June 18, 2008 at 3:16 pm
What if a transaction consists of 1,000,000 row changes? Do commands start getting applied when the transaction from the publisher commits? i would say yes, I'm watching replication monitor and have 3.4 million uncommited commands and I know a developer issue 1 UPDATE affecting millions of rows.
Do we can performance with replication by having developers commit smaller amounts of row changes at a time? My guess is : Yes.
June 19, 2008 at 5:30 am
You have not specified the type of replication, but I will assume transactional replication by your description so far.
"Transactional" actually refers to the fact that the replication agent is actually reading the transaction log on your publisher. Since nothing goes to the transaction log until it is committed, you are correct in assuming that a transaction including 1m rows will not start replicating until the entire transaction is committed.
Here is the next kicker - the 1m row update that your application just did is replicated (assuming you are using the defaults or something close for replication) as 1m individual updates - or if you have updated a column that has a unique constraint, 1m deletes and 1m inserts (deferred updates). So, very large transactions can have a serious performance implication on transactional replication.

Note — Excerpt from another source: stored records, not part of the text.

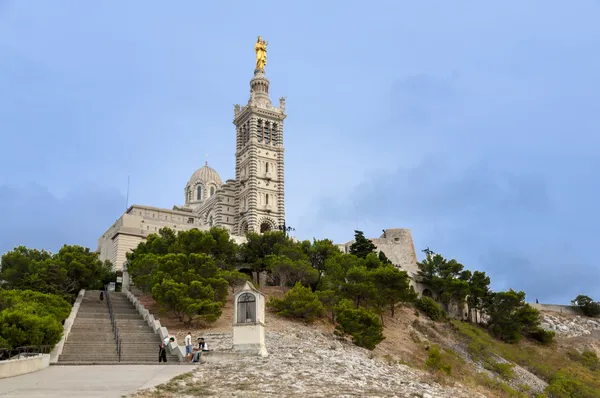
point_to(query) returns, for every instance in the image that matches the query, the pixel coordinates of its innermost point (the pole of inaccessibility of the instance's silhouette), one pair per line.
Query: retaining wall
(16, 367)
(67, 328)
(162, 331)
(563, 309)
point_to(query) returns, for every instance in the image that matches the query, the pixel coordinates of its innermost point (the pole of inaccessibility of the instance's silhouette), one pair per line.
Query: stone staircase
(139, 343)
(91, 340)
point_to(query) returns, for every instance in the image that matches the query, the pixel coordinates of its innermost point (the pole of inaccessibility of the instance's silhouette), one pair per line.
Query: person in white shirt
(202, 347)
(162, 352)
(189, 348)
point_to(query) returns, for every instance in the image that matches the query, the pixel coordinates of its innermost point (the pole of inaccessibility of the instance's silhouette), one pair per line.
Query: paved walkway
(89, 381)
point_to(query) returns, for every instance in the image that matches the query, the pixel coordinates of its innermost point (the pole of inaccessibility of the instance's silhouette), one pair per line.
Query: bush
(299, 302)
(588, 359)
(587, 305)
(364, 326)
(31, 318)
(434, 361)
(430, 307)
(564, 385)
(542, 336)
(20, 328)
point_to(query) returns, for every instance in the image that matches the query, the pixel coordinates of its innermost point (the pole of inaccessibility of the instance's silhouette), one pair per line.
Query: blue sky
(475, 124)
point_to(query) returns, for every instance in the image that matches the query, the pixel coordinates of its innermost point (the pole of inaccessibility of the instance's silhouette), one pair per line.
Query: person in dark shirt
(202, 347)
(162, 352)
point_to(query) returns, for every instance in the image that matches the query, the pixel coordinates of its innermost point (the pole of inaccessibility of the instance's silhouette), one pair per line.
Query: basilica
(252, 202)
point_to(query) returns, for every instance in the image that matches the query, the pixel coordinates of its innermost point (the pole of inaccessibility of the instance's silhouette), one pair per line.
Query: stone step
(89, 358)
(80, 363)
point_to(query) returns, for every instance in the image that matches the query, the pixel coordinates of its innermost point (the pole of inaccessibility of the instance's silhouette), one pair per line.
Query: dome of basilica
(206, 175)
(202, 185)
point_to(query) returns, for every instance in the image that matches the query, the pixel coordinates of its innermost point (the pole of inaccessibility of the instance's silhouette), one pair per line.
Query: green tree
(393, 286)
(479, 292)
(189, 302)
(31, 318)
(329, 299)
(383, 258)
(364, 326)
(318, 252)
(252, 254)
(446, 277)
(289, 272)
(64, 273)
(359, 286)
(430, 307)
(361, 246)
(299, 302)
(587, 305)
(235, 279)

One very viable solution is to keep transaction size down - this is recommended in replication scenarios. Also, avoid unnecessary transactions - updating a column to it's original value still replicates an update.
Another solution, assuming you are using stored procedures for updates to your publisher, is to switch replication to replicating the procedure calls. This way, if you have a single procedure call that updates 1m records, the procedure will be called on the subscriber rather than 1m individual updates. This does get into a much more complicated area of replication, so I would recommend getting a book or taking a class before getting into something like this.